The property at 30-30 Northern Blvd. currently has a lot of space and, according to Ben McGrath of Minskoff Equities, can be made even larger. The old storage space, which has more than 100,000 square feet, is to be demolished and in its place a 150,000-squarefoot tower for use as dormitories will be built. Another 50,000 square feet of space will be provided for retail business. McGrath said that the dormitory situation in the city is one of serious shortage, with a lot of space that could be used for residential purposes being taken up by students. A new dormitory, built for use by several schools (but probably run by a single group that deals in dormitory management, McGrath said), would address that problem. The Northern Boulevard property is grim-looking right now, and has been for some time, but McGrath foresaw the presence of hundreds of students changing all that, and the surrounding neighborhood too. The building is situated under the Astoria elevated train line and over the IND subway line, while the No. 7 elevated line is just a short distance away. All three lines converge at Queensborough Plaza (Queens Plaza for the underground lines). McGrath said student traffic is constant, so daytime and nighttime activity should be heavy. "If all goes well," he concluded, "we hope to start work on it by the end of the year."

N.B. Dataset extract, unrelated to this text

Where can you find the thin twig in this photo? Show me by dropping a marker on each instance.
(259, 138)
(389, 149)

"The stars are aligned for Long Island City," said Tony Mannarino of Tishman Speyer. Manhattan is a tight and hugely expensive market that is driving business outward from it. Jersey City has a price advantage over Long Island City, but the latter is part of New York and has a more extensive transit system to and from the Manhattan hub. Long Island City needs much more retail than it has at present, but Mannarino expressed confidence that retail development was in the offing. Tishman Speyer's big project is a 3 million-square-foot business tower and garage that would replace the municipal garage that has stood for nearly 40 years at Jackson Avenue and Queens Plaza South. Asked when this project, long talked about, will be under construction, Mannarino said the construction period should be between early 2008 and mid-2009.

The question period also produced an inquiry about air pollution that nobody was prepared to answer, suggesting it could become a serious issue as the building boom proceeds. (The questioner asserted the air in the area is quite bad, and conducive to asthma and other respiratory ailments.) The Metropolitan Life disappointment was brought up too, with Braise replying that though the insurance giant gave up half the 800,000 square feet it had taken on Queens Plaza North, it has a 22-year commitment and is bound to use it if the price for space is perhaps a fifth of what it is at any front-office project in Manhattan. The last question was essentially a statement by a woman who said she is the owner of a new condo. She said the sad situation of retail in Long Island City is most evident on any Saturday, when in terms of business it could be described as lifeless. She said retailers shouldn't wait for settlers to arrive and cry for their business- build business and they will come.